Episode: Meanwhile | Tom Brady's Dog Clone
Date: November 9, 2025
Host: Stephen Colbert
This episode of "The Late Show Pod Show" features Stephen Colbert’s signature “Meanwhile” segment—a rapid-fire, tongue-in-cheek rundown of quirky news items from around the world. The episode revels in absurdity and wit, covering topics ranging from celebrity dog clones and peculiar research breakthroughs to pop culture oddities. Colbert’s light-hearted, satirical style shines as he riffs through headlines, poking fun at celebrities, scientific innovations, and viral moments with a sharp comedic edge.
“Sometimes… after beaching a stolen jet ski on a garbage scowl while snorting crushed up Sudafed, I string some half-eaten Jolly Ranchers onto a dirty boot lace and parade around wearing nothing but the glittering stank bangle of news that is my segment. Meanwhile, it’s poetry. Meanwhile, it’s really more—it’s more like poetry than comedy.” — Stephen Colbert [01:16]
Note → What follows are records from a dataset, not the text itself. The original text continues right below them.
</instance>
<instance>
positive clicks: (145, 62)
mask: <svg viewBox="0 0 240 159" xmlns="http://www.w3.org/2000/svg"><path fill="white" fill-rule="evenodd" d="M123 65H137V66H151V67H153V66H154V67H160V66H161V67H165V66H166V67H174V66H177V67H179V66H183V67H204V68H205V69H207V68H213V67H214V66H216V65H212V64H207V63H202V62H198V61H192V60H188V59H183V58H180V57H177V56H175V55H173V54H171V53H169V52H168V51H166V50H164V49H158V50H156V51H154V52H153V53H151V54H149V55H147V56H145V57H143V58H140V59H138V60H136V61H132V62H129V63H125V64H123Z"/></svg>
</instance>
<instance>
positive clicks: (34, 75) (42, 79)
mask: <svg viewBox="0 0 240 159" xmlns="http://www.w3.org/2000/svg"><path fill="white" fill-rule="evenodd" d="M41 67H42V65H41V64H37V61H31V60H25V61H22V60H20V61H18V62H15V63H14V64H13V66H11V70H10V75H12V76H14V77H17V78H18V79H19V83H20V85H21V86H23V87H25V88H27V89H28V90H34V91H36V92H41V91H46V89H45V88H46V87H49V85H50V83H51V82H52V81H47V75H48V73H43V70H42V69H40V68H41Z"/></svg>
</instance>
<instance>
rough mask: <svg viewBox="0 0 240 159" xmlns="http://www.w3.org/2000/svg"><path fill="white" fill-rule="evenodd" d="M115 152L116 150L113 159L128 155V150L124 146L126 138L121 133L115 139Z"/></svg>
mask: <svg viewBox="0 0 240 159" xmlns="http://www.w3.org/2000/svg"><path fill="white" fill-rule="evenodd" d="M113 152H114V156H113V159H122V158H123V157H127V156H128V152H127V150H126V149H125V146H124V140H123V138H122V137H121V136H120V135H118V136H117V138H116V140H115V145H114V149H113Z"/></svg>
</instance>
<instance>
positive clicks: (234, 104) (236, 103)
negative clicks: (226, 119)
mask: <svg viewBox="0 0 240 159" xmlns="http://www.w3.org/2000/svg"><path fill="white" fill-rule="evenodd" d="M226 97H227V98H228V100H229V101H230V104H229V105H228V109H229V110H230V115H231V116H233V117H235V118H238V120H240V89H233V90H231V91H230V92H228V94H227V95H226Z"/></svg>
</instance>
“As a dog lover, I get it. And as a Tom Brady lover, I hope people are just as understanding about me cloning Tom Brady. They do my yard work. They do a great job.” — Stephen Colbert [01:49]
Colbert jokes he used a budget alternative—“Crazy Carl’s Clone Zone”—leading to all his Tom Bradys suffering from canine hip dysplasia.
“You know what, Rick? You really spearheaded this whole thing. You should have the honor—au contraire, it’s your baby. Get in the water. But first, here, put on my lucky ham. It’s a Tim Conway joke.” — Stephen Colbert [02:49]
“Holiday kinks. Reminds me of that classic Christmas song, 'I saw Mommy ball gag Santa Claus.' I’m sorry. I’m so sorry. I’m so sorry to get that image in your mind.” — Stephen Colbert [03:20]
“You know what they say, dress for the job you want. Meanwhile, there he is.” — Stephen Colbert [03:36]
“You don’t exactly establish a ton of credibility… when you call Neil Armstrong ‘the other one.’” — Stephen Colbert [04:03]
“One small step for man, one giant leap for… me. Neil, first man on the moon, Armstrong.” — Stephen Colbert [04:12]
“Hey, it’s a fine major.” — Stephen Colbert [06:10]
“Man, Bluey’s origin story just took a dark turn. Look how worried he looks.” — Stephen Colbert [06:18]
| Timestamp | Topic | |:-------------:|:------------------------------------------------------------| | 01:08-01:32 | Segment intro: “Meanwhile” poetic analogy | | 01:35 | 1,900-pound pumpkin dropped onto Geo Metro | | 01:45 | Tom Brady’s cloned dog, and Tom Brady clones gag | | 02:30 | Anti-shark bite wetsuits and product test joke | | 03:00 | Goop’s naughty advent calendar | | 03:30 | Florida man's Halloween DUI in inmate costume | | 03:38 | David Beckham’s knighthood | | 03:44 | Kardashian vs. Paulson: moon landing debate | | 04:20 | AI weed-spotting displaces English majors | | 06:08 | Colbert jokes about English majors; “married to one” | | 06:14 | Blue dogs in Chernobyl Exclusion Zone | | 06:25 | “Goonies” LEGO set vs. “My Dinner with Andre” |
As always, Stephen Colbert’s tone is playful, irreverent, and laced with clever pop-culture references. The “Meanwhile” segment in this episode leans into absurdity and satirical takes on the news, delivering both laughs and a light social commentary.